Расходимся, когда уже переваливает за три часа ночи. Макар долго упирается, не желая возвращаться в палату, но я напоминаю о нарушении больничного режима и стращаю, что без зазрения совести выпишу его из отделения прямо ночью. И так слухов не оберешься, а если еще и ночевать останется… В общем, с трудом выпроваживаю Макара и ложусь на диван, блаженно вытянув гудящие ноги.
Почти проваливаюсь в дрему, когда кто-то тихо стучит и заходит, не дожидаясь ответа.
— Я на минутку, — видя мой хмурый взгляд, шепчет Макар. — Уточню один момент и уйду, обещаю.
— Уточняй, — киваю миролюбиво, изо всех сил стараясь не улыбаться.
Достает из-за спины книгу и читает вслух название.
— «Одиннадцать типов мужчин, вместо которых лучше завести вибратор». Этот подарок точно предназначался мне?
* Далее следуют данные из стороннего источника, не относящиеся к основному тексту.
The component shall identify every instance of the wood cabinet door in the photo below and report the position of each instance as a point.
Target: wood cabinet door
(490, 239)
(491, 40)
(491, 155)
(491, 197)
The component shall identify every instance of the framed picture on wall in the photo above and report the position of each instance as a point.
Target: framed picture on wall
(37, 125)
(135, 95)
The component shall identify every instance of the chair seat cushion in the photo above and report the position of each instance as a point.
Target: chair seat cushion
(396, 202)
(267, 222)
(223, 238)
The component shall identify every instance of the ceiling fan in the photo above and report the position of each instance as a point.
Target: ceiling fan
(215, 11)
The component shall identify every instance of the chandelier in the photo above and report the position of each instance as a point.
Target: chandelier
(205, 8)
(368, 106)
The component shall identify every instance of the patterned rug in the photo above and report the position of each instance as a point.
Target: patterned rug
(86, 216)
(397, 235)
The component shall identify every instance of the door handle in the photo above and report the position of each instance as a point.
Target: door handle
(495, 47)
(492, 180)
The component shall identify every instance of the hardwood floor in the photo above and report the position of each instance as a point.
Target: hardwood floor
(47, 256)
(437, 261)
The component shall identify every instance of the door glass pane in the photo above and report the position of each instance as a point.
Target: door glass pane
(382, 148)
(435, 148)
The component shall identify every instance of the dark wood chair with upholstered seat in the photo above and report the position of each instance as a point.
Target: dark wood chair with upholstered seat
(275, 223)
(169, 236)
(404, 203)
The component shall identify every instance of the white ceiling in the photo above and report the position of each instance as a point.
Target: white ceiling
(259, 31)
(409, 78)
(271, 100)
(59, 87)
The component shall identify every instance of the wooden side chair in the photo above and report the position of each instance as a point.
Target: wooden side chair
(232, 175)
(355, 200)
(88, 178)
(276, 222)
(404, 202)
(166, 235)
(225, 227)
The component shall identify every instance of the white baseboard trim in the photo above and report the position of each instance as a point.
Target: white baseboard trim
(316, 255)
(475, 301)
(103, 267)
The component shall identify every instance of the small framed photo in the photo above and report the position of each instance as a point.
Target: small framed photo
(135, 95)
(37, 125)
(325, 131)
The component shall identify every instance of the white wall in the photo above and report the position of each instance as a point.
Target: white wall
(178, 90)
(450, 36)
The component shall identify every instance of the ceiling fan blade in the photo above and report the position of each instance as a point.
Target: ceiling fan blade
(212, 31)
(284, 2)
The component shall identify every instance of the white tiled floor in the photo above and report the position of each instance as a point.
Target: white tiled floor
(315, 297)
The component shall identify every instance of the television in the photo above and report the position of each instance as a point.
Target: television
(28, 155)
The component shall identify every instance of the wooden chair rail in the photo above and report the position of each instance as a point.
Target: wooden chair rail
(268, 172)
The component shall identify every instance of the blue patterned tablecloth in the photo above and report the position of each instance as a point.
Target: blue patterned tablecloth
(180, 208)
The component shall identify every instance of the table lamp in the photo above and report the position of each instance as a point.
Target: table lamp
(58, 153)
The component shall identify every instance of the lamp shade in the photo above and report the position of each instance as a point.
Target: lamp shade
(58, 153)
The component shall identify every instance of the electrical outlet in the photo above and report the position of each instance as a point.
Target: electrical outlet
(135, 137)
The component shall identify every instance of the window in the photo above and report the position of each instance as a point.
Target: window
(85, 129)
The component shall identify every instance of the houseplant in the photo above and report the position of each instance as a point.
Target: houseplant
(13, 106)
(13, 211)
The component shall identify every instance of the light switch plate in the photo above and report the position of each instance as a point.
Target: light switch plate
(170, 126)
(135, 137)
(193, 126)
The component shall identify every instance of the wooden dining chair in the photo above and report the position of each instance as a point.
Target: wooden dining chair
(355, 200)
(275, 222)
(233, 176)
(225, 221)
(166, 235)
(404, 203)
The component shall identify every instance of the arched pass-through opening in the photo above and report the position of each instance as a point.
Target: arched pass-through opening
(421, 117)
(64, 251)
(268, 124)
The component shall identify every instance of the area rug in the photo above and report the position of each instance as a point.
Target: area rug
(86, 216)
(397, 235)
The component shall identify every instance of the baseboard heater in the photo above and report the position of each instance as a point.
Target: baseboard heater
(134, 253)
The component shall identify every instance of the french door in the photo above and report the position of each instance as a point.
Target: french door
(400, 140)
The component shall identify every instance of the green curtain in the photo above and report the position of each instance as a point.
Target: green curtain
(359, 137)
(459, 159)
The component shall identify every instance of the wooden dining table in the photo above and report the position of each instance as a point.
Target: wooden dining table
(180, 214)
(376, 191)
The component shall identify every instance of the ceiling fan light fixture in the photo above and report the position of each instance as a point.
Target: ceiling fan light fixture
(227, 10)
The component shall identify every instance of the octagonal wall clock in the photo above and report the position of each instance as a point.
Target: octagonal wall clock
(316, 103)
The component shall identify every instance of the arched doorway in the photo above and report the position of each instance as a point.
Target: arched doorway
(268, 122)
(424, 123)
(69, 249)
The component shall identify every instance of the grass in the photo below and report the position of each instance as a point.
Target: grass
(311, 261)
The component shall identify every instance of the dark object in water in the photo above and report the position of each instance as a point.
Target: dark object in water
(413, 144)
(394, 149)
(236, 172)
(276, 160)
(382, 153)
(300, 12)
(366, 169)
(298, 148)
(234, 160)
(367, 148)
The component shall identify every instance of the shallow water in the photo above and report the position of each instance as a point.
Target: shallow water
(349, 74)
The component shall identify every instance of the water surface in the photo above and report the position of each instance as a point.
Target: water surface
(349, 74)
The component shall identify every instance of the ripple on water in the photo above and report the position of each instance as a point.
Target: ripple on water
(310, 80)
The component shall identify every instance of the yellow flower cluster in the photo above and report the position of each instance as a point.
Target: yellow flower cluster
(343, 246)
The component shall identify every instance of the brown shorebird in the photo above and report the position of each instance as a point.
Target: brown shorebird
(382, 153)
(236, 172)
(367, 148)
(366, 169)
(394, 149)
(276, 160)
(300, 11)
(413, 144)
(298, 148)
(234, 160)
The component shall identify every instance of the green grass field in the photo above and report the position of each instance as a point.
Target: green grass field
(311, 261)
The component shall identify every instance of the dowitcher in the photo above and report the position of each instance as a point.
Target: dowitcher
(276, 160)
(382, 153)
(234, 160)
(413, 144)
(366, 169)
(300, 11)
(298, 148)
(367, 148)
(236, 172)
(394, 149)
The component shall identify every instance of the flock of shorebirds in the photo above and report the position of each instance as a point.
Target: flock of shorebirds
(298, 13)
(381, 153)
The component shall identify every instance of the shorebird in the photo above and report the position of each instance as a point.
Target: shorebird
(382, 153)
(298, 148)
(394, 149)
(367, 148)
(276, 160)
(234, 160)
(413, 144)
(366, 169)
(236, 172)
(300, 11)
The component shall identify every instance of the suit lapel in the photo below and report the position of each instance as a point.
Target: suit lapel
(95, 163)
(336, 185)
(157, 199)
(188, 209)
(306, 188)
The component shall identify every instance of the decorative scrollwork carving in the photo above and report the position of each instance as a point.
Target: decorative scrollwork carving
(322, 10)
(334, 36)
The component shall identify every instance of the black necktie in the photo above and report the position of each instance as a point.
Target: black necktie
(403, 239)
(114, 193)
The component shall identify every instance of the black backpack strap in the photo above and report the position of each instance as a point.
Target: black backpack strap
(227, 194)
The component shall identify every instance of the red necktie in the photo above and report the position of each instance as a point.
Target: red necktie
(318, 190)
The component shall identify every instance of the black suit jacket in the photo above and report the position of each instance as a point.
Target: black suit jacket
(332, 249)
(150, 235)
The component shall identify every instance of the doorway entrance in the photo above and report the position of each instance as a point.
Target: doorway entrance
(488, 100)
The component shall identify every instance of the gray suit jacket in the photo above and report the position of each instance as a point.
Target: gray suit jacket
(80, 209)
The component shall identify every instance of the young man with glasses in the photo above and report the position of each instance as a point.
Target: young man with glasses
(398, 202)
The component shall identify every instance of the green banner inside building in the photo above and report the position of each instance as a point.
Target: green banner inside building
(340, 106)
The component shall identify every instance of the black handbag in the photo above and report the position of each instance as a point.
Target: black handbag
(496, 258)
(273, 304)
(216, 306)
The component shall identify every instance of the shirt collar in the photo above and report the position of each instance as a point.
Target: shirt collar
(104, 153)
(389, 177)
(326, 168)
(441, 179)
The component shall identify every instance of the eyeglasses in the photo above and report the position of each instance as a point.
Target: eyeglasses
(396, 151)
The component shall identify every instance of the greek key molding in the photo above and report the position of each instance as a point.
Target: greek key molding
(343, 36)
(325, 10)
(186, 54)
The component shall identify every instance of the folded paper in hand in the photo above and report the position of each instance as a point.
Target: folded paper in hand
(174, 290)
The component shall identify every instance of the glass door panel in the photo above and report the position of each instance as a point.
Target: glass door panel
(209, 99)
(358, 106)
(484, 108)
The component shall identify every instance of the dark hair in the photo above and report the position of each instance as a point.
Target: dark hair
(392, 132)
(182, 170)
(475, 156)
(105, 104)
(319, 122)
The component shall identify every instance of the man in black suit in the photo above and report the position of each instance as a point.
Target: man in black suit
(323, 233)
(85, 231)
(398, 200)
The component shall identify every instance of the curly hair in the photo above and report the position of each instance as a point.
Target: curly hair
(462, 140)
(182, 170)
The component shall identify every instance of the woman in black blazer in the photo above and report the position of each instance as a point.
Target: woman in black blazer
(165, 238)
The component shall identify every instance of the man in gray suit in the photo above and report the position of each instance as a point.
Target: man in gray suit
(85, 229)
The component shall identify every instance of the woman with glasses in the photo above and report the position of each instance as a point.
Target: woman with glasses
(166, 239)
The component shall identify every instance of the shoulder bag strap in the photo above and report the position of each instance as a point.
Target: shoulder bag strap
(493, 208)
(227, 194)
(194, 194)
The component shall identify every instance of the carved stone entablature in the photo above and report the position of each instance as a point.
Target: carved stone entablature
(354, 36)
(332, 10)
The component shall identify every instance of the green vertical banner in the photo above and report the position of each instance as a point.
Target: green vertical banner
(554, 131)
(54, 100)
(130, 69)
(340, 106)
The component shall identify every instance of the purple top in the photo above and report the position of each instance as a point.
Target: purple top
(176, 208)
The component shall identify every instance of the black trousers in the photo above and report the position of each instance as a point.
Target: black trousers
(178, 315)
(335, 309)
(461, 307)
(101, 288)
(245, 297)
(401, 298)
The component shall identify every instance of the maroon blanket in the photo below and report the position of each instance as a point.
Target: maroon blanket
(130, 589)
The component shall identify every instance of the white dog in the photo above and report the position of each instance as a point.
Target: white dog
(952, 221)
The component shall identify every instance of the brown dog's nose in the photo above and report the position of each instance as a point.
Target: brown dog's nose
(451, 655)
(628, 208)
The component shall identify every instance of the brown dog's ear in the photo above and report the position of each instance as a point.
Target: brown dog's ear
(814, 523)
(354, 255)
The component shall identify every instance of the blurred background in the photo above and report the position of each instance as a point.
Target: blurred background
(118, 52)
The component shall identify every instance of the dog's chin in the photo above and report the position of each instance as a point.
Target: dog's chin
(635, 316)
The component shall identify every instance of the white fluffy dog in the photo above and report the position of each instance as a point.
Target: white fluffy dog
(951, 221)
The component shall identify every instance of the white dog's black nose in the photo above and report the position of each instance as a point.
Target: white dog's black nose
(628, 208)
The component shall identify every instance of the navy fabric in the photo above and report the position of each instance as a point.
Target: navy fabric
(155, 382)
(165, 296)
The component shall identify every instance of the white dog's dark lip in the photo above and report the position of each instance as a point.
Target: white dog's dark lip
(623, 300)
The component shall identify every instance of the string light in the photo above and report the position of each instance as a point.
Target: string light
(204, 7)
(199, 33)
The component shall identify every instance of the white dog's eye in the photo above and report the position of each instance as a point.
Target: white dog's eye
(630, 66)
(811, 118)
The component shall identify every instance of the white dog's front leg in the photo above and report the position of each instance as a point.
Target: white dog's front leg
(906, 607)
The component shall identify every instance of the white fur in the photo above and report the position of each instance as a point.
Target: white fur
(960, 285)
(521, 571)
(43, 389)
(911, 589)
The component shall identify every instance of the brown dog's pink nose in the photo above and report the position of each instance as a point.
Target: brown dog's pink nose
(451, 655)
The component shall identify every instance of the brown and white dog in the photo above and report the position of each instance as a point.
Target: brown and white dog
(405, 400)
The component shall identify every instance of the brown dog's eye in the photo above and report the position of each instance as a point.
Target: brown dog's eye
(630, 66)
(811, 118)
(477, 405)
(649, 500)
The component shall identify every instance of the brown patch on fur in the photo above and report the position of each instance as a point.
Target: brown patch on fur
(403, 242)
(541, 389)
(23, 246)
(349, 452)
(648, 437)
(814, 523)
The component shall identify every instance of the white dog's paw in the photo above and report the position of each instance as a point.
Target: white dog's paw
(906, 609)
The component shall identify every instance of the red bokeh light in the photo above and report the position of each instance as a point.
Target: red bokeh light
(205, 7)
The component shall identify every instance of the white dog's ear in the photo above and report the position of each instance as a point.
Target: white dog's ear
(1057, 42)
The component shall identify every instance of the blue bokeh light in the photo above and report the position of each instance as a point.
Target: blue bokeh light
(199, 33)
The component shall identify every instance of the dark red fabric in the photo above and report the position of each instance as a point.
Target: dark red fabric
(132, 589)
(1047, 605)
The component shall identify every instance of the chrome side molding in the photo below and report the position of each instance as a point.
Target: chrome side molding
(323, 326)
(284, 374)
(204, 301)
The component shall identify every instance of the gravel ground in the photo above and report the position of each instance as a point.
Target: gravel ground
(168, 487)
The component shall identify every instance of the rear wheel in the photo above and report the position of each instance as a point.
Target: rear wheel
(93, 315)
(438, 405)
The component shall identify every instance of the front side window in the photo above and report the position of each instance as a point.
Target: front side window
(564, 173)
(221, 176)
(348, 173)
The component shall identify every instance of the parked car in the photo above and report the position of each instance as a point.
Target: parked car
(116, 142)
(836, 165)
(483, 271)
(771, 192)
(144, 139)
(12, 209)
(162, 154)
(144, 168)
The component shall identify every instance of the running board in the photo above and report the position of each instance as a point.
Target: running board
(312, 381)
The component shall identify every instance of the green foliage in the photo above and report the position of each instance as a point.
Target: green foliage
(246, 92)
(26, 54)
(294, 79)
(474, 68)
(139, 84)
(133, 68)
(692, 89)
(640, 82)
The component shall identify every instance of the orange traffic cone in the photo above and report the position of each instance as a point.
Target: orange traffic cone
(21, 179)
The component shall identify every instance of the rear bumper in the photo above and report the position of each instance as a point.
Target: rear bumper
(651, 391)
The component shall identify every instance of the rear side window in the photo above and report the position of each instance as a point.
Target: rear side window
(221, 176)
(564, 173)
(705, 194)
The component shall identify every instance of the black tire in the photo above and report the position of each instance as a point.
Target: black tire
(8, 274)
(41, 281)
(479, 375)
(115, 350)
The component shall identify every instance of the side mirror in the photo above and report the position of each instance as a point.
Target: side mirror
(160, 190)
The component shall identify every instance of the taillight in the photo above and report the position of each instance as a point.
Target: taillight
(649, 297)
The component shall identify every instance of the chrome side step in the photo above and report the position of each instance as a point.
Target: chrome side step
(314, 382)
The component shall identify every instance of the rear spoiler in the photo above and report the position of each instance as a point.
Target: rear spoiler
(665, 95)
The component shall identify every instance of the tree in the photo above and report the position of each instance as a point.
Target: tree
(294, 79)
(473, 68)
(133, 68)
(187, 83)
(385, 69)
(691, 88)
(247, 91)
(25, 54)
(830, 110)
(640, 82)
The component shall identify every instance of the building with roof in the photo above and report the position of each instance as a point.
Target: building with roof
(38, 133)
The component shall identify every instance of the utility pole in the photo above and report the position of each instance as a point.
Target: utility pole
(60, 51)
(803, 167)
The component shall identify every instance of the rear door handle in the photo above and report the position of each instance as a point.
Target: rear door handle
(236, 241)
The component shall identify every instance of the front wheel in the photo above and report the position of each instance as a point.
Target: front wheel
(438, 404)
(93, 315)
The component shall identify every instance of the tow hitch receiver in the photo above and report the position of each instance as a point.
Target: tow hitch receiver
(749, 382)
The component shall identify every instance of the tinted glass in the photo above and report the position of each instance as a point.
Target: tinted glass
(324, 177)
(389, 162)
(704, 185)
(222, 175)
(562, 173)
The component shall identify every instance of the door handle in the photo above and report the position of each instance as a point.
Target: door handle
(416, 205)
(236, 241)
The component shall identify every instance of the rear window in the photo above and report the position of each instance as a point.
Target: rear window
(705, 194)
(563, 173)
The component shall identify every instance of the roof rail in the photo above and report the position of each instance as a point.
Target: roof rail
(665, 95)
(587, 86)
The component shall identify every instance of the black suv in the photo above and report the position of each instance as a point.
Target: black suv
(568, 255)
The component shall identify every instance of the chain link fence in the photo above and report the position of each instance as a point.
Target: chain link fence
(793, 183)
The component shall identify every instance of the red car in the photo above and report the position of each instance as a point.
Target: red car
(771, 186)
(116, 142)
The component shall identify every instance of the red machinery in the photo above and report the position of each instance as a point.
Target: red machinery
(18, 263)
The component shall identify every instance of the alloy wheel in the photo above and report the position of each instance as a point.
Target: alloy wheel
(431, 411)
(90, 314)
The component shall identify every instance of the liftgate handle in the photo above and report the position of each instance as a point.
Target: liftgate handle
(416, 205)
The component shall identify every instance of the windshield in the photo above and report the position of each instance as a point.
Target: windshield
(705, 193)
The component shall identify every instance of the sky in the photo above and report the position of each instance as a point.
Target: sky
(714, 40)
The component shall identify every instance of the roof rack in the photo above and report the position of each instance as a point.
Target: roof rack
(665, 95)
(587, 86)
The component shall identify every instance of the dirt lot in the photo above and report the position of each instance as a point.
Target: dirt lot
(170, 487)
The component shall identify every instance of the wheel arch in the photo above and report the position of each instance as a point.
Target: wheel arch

Ну, там мало ли, может, перепутала…
— Не перепутала, — упрямо складываю руки на груди.
— Ага, понятно, — взъерошивает волосы, странно на меня поглядывая. — Пошел я тогда — просвещаться.
— Иди, иди…
Уже у двери оборачивается, смотрит на меня очень красноречиво.
— Я надеюсь, ты еще не обзавелась, — молчание затягивается, пока Макар подбирает слова, — «помощником».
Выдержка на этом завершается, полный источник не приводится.